Because I am the personality type that demands high standards from myself, of course it is natural that it leaks into how I ride and expect my horses to behave. This is not to say that I’m a dictator (we’ve addressed this before), but I assume that if everything is fairly presented and well within the realms of reason, my horses should try just as hard as I do, and do so willingly.

This system tends to work to varying degrees of success with horses that are used to the sporting life, as they have grown up understanding the idea of “job” and expect some pressure in riding situations. Some horses are more willing to take it, while others obviously take a little bit of a sophisticated touch to accomplish the goal.

This year, however, I’ve begun training horses at the Equine Welfare Society, which takes horses from the rescue world into the sporting world, and that’s been an eye opening experience for me as a rider.

When taking a horse with an unknown background, or very little training and handling, you enter the realm of fixing old habits and establishing new preferable ones. This is fine, but I’ve encountered on multiple occasions that I simply have to pick my battles, and I just can’t demand as much as quickly as I want.

Because I know what a connected and through horse feels like, I naturally want to teach all of them to carry themselves and use their bodies properly. Not only is this physically hard for these horses, but they often revolt when they realize, for the first time in their lives, that every stride has to be correct. “Not just every tenth stride?!” they protest, “You gotta be kidding me, lady!”

Just like a human who didn’t participate in high pressure sports as a kid, these horses are midway through their lives and just realizing that they have to deal with the pressure. Sometimes, that doesn’t go over too well. I’ve had to re-evaluate my training, and force myself to be a little more relaxed, and take more time. I have the luxury of time, but in our society it’s easy to forget that.

Leo, once terrified of pressure, now accepts it and improves under the challenge! Photo by Ellie Riley.

Leo, once terrified of pressure, now accepts it and improves under the challenge! Photo by Ellie Riley.

When I’m choosing a teacher for myself, I seem to gravitate towards the exacting and nitpicking type, which is funny because that isn’t how I perceive myself. I don’t get to have lessons as often as others, so when I do, I want to arrive and have that person point out all of the things that I’m doing wrong, and help me fix them, and then give me homework.

I yearn for them to put together a combination of jumps that I find uncomfortable, challenging, and something I would never put together for myself at home. I want them to force me to do that transition seventeen times until I get it just right. I love the pressure, and the corrections, and for my teacher to point out the flaws that I don’t see.

This is, obviously, not everybody’s preference. As a teacher myself, I’ve had to realize that this approach does not align with everyone’s goals, and that it’s OK to take things slower, and take the pressure off.

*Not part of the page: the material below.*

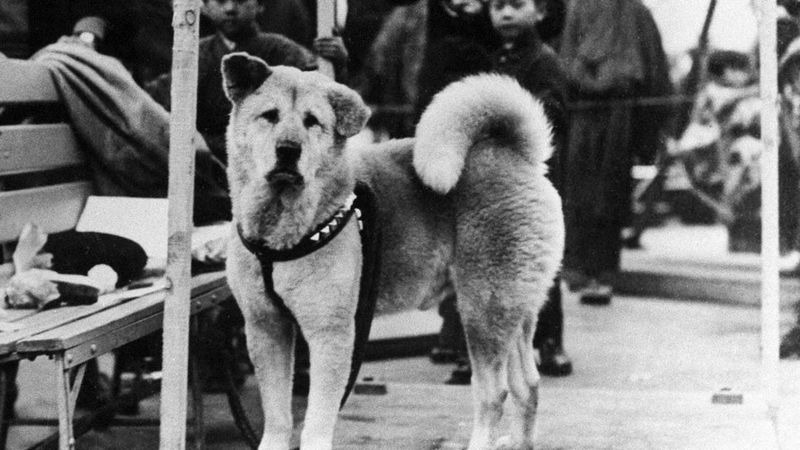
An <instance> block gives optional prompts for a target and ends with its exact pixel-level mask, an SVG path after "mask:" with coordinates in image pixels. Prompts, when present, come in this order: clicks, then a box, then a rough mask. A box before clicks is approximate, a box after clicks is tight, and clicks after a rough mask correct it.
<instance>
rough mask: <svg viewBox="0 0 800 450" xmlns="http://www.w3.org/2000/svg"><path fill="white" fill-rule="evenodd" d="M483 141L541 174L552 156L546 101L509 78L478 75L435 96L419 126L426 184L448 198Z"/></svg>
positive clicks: (472, 76) (488, 74)
mask: <svg viewBox="0 0 800 450" xmlns="http://www.w3.org/2000/svg"><path fill="white" fill-rule="evenodd" d="M482 139H497V140H498V141H499V142H500V143H502V144H504V145H506V146H508V147H509V148H510V149H511V150H512V151H516V152H519V153H520V154H522V155H523V156H524V157H525V158H526V159H528V160H529V161H530V162H531V163H532V164H534V165H538V166H539V167H541V170H542V171H543V172H544V171H545V170H546V166H545V164H544V162H545V161H547V159H548V158H549V157H550V155H551V153H552V152H553V149H552V143H551V140H552V127H551V126H550V123H549V122H548V120H547V116H546V115H545V112H544V107H543V106H542V103H541V102H540V101H539V100H537V99H535V98H534V97H533V96H532V95H531V94H530V93H529V92H528V91H527V90H526V89H525V88H523V87H522V86H520V84H519V83H518V82H517V81H516V80H514V79H513V78H511V77H508V76H505V75H498V74H480V75H473V76H469V77H466V78H464V79H462V80H461V81H458V82H455V83H452V84H450V85H449V86H447V87H446V88H445V89H443V90H442V91H441V92H440V93H438V94H437V95H436V96H435V97H434V98H433V101H432V102H431V104H430V105H429V106H428V108H427V109H426V110H425V112H424V113H423V114H422V117H421V118H420V121H419V124H418V125H417V130H416V142H415V144H414V169H415V170H416V172H417V174H418V175H419V177H420V178H421V179H422V182H423V183H425V184H426V185H427V186H429V187H431V188H432V189H434V190H435V191H437V192H440V193H443V194H445V193H447V192H449V191H450V190H451V189H453V188H454V187H455V185H456V183H457V182H458V179H459V177H460V176H461V171H462V170H463V169H464V163H465V159H466V157H467V153H468V152H469V150H470V148H472V146H473V145H474V144H475V143H476V142H478V141H480V140H482Z"/></svg>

Not every lesson has to include a dramatic challenge, or involve taking the next step in the training scale. Most riders don’t thrive under that kind of microscope, and instead need positive messages to encourage them to grow as equestrians. This is a completely acceptable idea, because everybody has their own journey.

I saw a listicle recently that was enumerating habits of successful riders, and one of them was that they welcome failure. To me, thriving under pressure is closely related to your level of comfort with failure. To perform when you know it’s all on the line is equivalent to looking failure in the face, and saying, “Hey, I know you’re there. That’s cool, I’m gonna prove you wrong anyway”.

Of course, I don’t relish the idea of failure, but I know that it’s an inevitability of life (and definitely riding), and failing in one way is just crossing off one item on the list to success.

That’s why I seek the pressure; I yearn for the moment when my coach tells me what I did wrong, because then I can go about fixing it, and that’s what is exciting to me. Plus, succeeding under pressure is an incredible high, and nobody can tell you any different.